Mas essas podem ser referências vagas para o leitor. O que fica mais claro é a solidão em que os personagens vivem. Mesmo quando estão juntos, cada um parece imerso em seu próprio mundo, em seus próprios problemas, aparentemente insolúveis, como deve ser insolúvel a permanência dos seres humanos na Terra, pelo menos sem tentarem constantemente destruí-la. O extraterrestre, o senhor Newton, vê os terrestres como crianças, totalmente sem controle de suas armas e capazes de acabar com um mundo belo. Mas sua fraqueza física, o peso moral e ético que carrega o impede de continuar com sua missão. De certa forma, Newton transforma-se em humano, ou é transformado, tanto pela ação dos órgãos do governo quanto pela convivência com os humanos e pelo desespero de sua situação e de seu planeta de origem, para ele um peso tão grande quanto o da gravidade terrestre.


O autor

Walter Tevis ficou bastante conhecido após o sucesso de seu livro Desafio à Corrupção (The Hustler, 1959. No Brasil, pela Editora Record), e principalmente após ter sido levado para o cinema em 1961, com direção de Robert Rossen, e com Paul Newman no papel do jogador de sinuca.
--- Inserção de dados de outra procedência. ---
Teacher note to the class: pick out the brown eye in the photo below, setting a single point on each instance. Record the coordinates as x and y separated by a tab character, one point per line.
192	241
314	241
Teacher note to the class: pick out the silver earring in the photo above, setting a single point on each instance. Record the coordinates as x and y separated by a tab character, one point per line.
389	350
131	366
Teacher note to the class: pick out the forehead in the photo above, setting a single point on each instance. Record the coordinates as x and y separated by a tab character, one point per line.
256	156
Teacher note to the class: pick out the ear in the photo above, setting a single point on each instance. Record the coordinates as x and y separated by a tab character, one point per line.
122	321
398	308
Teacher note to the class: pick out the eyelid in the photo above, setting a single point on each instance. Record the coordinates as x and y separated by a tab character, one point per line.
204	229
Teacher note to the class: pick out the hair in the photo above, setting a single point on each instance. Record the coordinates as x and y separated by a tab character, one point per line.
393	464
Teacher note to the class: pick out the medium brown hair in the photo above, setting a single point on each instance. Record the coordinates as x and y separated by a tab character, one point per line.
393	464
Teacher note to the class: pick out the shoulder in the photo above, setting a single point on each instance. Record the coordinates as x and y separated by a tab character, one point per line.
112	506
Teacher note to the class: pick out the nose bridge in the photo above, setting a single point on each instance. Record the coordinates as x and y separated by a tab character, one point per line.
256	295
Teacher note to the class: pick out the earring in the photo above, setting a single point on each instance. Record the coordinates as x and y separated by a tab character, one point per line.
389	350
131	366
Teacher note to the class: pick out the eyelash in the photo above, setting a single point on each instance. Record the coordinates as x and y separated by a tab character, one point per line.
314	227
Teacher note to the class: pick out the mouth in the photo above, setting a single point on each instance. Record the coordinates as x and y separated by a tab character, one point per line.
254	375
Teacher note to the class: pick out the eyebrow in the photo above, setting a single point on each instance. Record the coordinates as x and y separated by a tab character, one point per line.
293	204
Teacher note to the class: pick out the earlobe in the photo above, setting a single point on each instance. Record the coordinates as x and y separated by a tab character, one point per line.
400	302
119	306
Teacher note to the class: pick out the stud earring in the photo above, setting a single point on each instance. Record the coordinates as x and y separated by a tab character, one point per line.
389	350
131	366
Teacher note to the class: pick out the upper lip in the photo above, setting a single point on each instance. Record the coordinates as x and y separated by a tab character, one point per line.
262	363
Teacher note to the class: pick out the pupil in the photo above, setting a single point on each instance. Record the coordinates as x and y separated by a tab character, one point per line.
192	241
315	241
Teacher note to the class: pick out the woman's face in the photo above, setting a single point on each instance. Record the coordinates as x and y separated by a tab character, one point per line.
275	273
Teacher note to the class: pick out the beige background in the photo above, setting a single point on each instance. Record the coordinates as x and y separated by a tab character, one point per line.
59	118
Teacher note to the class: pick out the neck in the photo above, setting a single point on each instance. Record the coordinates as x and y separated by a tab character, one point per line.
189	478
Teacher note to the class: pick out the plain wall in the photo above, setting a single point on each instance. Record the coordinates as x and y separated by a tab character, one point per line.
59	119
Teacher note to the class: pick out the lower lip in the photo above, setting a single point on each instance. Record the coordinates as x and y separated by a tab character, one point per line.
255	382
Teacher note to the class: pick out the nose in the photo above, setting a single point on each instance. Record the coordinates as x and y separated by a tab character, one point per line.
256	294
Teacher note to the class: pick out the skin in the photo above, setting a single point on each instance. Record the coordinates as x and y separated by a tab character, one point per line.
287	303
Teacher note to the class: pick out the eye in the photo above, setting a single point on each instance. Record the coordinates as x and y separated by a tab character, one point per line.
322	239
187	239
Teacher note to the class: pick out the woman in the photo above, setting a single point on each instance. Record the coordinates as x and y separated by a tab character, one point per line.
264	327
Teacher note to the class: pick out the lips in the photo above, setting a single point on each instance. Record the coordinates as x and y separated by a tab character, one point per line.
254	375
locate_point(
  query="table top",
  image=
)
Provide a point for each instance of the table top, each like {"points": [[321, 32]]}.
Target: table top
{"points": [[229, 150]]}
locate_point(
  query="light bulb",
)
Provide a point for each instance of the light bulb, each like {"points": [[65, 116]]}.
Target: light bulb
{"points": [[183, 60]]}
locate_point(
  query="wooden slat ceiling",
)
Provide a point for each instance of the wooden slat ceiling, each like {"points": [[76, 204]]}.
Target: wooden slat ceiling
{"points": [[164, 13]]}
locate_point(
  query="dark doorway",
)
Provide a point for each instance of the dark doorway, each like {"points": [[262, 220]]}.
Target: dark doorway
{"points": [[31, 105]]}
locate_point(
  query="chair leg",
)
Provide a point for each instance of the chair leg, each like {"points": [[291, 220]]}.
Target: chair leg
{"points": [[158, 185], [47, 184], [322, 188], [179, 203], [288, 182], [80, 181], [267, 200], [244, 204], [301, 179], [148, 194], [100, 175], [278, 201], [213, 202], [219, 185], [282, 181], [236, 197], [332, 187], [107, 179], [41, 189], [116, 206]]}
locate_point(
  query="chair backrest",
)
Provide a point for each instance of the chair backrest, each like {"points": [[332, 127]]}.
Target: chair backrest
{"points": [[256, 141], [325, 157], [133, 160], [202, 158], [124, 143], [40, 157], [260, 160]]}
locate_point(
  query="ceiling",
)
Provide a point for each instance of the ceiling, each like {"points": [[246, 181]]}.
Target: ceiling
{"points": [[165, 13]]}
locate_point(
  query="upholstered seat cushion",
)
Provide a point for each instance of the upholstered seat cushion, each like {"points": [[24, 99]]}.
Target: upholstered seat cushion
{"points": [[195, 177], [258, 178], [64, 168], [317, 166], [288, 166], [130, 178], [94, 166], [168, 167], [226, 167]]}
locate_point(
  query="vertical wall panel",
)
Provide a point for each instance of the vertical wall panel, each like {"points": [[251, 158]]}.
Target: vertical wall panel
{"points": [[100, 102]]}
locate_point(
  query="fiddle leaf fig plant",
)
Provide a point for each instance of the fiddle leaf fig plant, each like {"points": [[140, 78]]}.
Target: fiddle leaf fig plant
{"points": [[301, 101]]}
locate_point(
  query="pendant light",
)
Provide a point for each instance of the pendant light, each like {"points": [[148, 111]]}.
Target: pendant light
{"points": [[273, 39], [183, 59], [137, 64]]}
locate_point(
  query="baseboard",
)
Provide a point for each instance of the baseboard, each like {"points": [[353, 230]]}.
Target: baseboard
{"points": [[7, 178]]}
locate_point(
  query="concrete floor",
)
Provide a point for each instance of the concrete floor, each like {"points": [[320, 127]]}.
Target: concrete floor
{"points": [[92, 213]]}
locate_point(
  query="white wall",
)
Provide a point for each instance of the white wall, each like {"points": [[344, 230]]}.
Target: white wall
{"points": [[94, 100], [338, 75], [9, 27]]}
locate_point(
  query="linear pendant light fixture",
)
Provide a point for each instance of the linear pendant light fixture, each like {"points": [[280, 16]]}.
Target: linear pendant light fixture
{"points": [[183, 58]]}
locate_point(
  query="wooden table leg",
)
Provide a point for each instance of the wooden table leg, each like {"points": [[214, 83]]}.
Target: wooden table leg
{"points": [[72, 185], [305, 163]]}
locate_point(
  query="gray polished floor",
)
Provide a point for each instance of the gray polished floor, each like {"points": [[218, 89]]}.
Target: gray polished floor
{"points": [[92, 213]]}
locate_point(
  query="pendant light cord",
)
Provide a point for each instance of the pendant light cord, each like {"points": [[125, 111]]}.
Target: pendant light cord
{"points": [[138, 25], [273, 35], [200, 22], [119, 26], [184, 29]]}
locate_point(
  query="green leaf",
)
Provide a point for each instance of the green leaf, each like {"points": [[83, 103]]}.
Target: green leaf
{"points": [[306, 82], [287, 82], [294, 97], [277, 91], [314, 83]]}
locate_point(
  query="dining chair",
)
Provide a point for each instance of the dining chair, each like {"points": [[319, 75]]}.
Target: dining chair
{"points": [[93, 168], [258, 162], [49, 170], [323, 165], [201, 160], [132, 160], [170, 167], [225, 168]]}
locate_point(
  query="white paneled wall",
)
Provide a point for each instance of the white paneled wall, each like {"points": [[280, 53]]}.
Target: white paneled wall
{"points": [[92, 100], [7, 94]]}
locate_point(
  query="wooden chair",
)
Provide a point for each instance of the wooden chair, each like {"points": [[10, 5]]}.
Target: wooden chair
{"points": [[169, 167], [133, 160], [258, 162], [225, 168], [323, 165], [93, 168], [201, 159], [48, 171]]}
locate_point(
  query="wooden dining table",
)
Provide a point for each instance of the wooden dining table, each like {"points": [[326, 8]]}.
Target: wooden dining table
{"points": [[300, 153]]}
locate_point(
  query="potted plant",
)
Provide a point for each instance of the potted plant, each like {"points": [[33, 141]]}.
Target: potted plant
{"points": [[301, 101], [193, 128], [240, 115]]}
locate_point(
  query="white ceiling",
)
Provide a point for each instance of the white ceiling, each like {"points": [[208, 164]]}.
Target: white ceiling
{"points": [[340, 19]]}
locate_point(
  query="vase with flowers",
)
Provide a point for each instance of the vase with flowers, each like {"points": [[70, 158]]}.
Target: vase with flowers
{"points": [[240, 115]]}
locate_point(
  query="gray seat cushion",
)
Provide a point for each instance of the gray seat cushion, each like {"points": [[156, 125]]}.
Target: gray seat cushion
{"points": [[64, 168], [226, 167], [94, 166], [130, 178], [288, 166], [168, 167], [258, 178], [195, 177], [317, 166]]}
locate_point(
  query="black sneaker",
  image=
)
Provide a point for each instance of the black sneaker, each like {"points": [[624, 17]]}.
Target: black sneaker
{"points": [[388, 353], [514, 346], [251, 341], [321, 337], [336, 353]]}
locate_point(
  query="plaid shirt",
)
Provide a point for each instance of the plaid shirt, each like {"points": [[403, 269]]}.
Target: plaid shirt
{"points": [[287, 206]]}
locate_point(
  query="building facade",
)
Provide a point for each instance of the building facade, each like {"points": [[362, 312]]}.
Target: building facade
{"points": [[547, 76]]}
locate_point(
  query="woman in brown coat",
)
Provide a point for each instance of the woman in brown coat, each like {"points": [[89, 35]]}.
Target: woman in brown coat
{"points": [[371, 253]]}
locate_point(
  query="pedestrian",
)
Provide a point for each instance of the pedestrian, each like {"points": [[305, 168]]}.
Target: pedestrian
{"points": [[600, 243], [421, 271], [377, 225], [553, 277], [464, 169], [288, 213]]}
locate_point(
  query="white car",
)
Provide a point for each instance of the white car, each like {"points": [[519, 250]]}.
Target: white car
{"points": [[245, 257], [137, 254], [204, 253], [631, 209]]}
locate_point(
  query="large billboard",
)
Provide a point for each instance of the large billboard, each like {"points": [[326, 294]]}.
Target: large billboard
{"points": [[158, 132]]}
Apesar do título em português não ter nada a ver com o original, a história é excelente.
Tevis escreveu uma sequência em 1984, A Cor do Dinheiro (The Color of Money, 1984), também adaptado para o cinema em 1986, com direção de Martin Scorsese, e Paul Newman reaparecendo, ao lado de Tom Cruise.
Na ficção científica, Walter Tevis escreveu outra excelente história, Ave do Arremedo (Mockingbird, 1980).

O filme e o livro

Dirigido por Nicolas Roeg em 1976, o filme tornou-se bem mais conhecido do que o livro, apesar de algumas críticas pesadas que chegou a receber. Hoje, é visto por muitos críticos como um clássico da ficção científica, e é realmente sensacional.
Numa cena não muito bem entendida, Newton (Bowie) passa de carro por uma estrada e, num local onde os humanos não veem ninguém, ele consegue perceber pessoas acampadas, certamente de uma época passada. As pessoas também veem o carro e se assustam. É como se fosse uma porta para o passado, que apenas o alienígena consegue ver.
Talvez tenha sido uma forma de Roeg fazer uma referência a algo que Newton diz no livro de forma bem mais explícita. Ele explica que os antheanos – sim, ele é do planeta Anthea – já estiveram na Terra em épocas passadas. Mais do que isso, Newton diz que os nossos idiomas derivam do idioma deles, além do que ele entende que as religiões terrestres tiveram origem nas visitas do antheanos, no passado longínquo.